岡崎氏の新刊『昭和三十年代の匂い』。学研新書である。 mixi で原稿の一部を読んでいたため、仕上がりがどうなっているのか楽しみだったが、期待を裏切らない出来になっている。上の写真は帯に使われている岡崎友人宅のテレビ記念撮影の図(訂正しました)。火鉢(写真手前に火箸が見えている)、ミシン、ミシンの上にあるのは電熱器(?)など細部が豊かな、なんとも味わいのある写真ではないか(前に坐っているのが岡崎氏)。昭和三十四年の早春らしい。日本ではこの年の皇太子成婚を機にテレビが普及した。イギリスでエリザベス女王の戴冠式(1953)が普及のきっかけだったのと似ている。

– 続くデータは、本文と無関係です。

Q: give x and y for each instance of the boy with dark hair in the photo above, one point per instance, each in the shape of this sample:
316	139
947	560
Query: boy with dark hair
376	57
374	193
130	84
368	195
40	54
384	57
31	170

小生は岡崎氏より二歳年長で、二歳の違いが、同じテーマに対してちょっとした違和感や記憶の差異を呼び起こして、そこがまたとても新鮮だ。同じ時間を生きていても、かなり感じ方は違って、何か別の時代のような気にもなってきたり。まあ、それもそうだろう、こちらは讃岐の農村地帯に生まれたわけだから(ちょっとスネテます)、坪内祐三『東京』にしても、この岡崎武志「大阪」にしても、やっぱ都会児はチゲーな、と感嘆する箇所も多い。
土管のある原っぱというアイコンにしてからが、それらは小生にとってはマンガの中の風景でしかなかったようにも思う。あるいは時間差がかなりある。そもそも土管(コンクリート管)というのは排水管(
大口径は井戸の胴に使われたものらしい)だから、排水管があるということはそこに家が建つということだろう。戦後の人口都市集中の象徴だ。狭い家に大人数の家族が押し合いへし合い暮していながら、原っぱ(空き地)がいたるところにあり、土管が置いてある。なんたる矛盾。農民だった地主が肥汲みに回っていた、ところが土地を売って地主は運転手つきの車に乗り、そこに建った住宅はみな水洗式になる。その過渡的風景こそが土管のある原っぱじゃないだろうか。と本書を読んで思いついた。
とまあ、昭和三十年代のアイコンをあれもこれも手際よく整列させて、自分史をからめながら見事にその「匂い」を描き出した、一粒で何度もおいしいキャラメルのような一冊である。